"A new day. I've been laying here reading and thinking for over an hour already. Trying to piece together some observations I've had about myself. Stuff I'd like to hash out with Fr. Charlie when I see him next week.
Detached. I think I live much of this life detached from it. When I listened to the women at the retreat share their stories there was little or no emotional response in me. Others, lots of others, were teary, but not me. And when one women, who I'd had lunch with, who shared with me how healed she is from the abuse she'd suffered, well, when she sobbed through her story I didn't believe her anymore. No one can be healed, have victory and still cry like that. That's what I thought. And I judged her for it and judged myself, too. Victory. I figured out how come I hate that word. To me it equals perfection and how dare anyone think they are perfect.
I was laying here thinking of all that's happened since youngest son moved home - how gracious God has been and I realized I feel detached from it now, too. Dismissive. As if that's behind me, on to the next thing. And I worry that I'm treating lightly what is holy.

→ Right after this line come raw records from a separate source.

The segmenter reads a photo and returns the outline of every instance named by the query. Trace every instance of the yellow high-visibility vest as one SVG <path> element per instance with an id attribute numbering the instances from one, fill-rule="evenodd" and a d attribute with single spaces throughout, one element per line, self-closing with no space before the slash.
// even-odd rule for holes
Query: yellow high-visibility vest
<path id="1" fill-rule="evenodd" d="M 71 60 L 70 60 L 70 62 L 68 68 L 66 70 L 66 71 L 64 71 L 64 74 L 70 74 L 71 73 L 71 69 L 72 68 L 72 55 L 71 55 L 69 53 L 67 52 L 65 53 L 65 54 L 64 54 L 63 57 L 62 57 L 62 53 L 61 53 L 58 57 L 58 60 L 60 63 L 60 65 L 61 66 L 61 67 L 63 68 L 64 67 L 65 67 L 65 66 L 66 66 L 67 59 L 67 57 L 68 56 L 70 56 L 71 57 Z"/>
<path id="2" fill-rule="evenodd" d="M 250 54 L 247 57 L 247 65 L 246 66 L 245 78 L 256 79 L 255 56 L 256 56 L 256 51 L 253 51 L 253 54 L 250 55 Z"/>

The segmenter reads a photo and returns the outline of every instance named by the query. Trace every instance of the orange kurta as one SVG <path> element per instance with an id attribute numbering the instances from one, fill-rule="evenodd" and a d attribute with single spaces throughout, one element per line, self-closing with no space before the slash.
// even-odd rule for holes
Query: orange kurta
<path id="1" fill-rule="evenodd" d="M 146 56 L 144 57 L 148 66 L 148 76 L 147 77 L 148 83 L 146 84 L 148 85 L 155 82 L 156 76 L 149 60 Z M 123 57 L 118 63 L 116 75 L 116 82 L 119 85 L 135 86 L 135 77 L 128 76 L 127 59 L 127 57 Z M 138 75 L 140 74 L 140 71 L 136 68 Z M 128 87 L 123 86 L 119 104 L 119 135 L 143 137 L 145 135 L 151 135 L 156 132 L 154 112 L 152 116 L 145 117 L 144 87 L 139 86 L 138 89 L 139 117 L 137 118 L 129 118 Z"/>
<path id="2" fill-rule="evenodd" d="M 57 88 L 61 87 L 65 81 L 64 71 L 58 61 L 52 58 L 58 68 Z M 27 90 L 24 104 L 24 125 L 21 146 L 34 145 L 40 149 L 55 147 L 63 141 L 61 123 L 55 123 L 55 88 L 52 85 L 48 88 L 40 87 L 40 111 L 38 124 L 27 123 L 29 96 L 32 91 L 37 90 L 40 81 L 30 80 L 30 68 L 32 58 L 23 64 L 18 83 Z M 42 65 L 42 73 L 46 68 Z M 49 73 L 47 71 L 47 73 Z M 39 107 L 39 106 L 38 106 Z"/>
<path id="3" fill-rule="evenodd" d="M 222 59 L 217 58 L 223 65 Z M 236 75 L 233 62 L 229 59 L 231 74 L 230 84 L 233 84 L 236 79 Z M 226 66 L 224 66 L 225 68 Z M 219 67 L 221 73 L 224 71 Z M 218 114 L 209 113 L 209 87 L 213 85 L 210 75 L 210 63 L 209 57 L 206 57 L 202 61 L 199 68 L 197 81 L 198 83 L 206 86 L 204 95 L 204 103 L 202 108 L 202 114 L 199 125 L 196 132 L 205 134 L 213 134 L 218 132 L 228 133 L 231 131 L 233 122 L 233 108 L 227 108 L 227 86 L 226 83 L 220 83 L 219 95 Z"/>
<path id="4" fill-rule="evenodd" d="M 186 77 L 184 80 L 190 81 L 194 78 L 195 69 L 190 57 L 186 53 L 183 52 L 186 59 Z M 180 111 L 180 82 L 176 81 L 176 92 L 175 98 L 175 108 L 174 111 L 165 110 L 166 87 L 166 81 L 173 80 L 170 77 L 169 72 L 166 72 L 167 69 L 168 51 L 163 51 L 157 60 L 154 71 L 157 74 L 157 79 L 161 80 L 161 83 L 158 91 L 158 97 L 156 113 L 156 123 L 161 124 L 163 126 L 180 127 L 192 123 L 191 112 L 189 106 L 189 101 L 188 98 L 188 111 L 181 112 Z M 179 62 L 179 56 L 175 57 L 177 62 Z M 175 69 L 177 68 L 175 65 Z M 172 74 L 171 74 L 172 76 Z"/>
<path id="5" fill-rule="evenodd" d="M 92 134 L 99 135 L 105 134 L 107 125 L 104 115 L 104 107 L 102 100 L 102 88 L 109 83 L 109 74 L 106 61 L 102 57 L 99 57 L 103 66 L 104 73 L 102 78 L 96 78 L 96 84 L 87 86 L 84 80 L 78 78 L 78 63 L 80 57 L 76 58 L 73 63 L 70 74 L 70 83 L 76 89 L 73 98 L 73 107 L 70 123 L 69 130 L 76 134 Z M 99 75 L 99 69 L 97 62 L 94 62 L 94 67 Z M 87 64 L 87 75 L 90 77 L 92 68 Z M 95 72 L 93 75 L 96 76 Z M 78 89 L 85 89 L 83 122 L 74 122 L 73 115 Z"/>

Twice lately I've had experiences that have bypassed my detachment. I wish I knew how to tap into that place. I'm sure I'd be healthier for it.
At the retreat Fr. Claude did sign language for a little chorus and watching him moved me to tears. I could have sobbed. He was so connected - his movements and his feelings. There was no disconnect there. He was signing a love song to God as if no one else was there:
"Father, our refuge, with arms open wide.
Your love is our strength and our guide."
Several times over he signed the song as we sang it. He was in a different place, a place of intimacy between him and God in that moment and the beauty of it did me in.
Then this past Saturday I was looking for a Mother's Day card for my mom. I hate looking for cards for her. They all sound phony and far removed from our story. But it had been important enough to me to get a card to her on time that doing so had been my motivating factor for the trip to town. And I picked up one card after another, feeling cynical, because the cards make motherhood into an idol, into something it can never deliver. Then I picked up one that basically said thank you for all you did while I was becoming me. And the tears sprung to the surface in an instant. So much so that I still felt them as I walked down the mall to mail the card.
And so I wonder what it would be like to be able to tap into that place where tears live, without it having to take me by surprise.
What am I missing by being so detached?"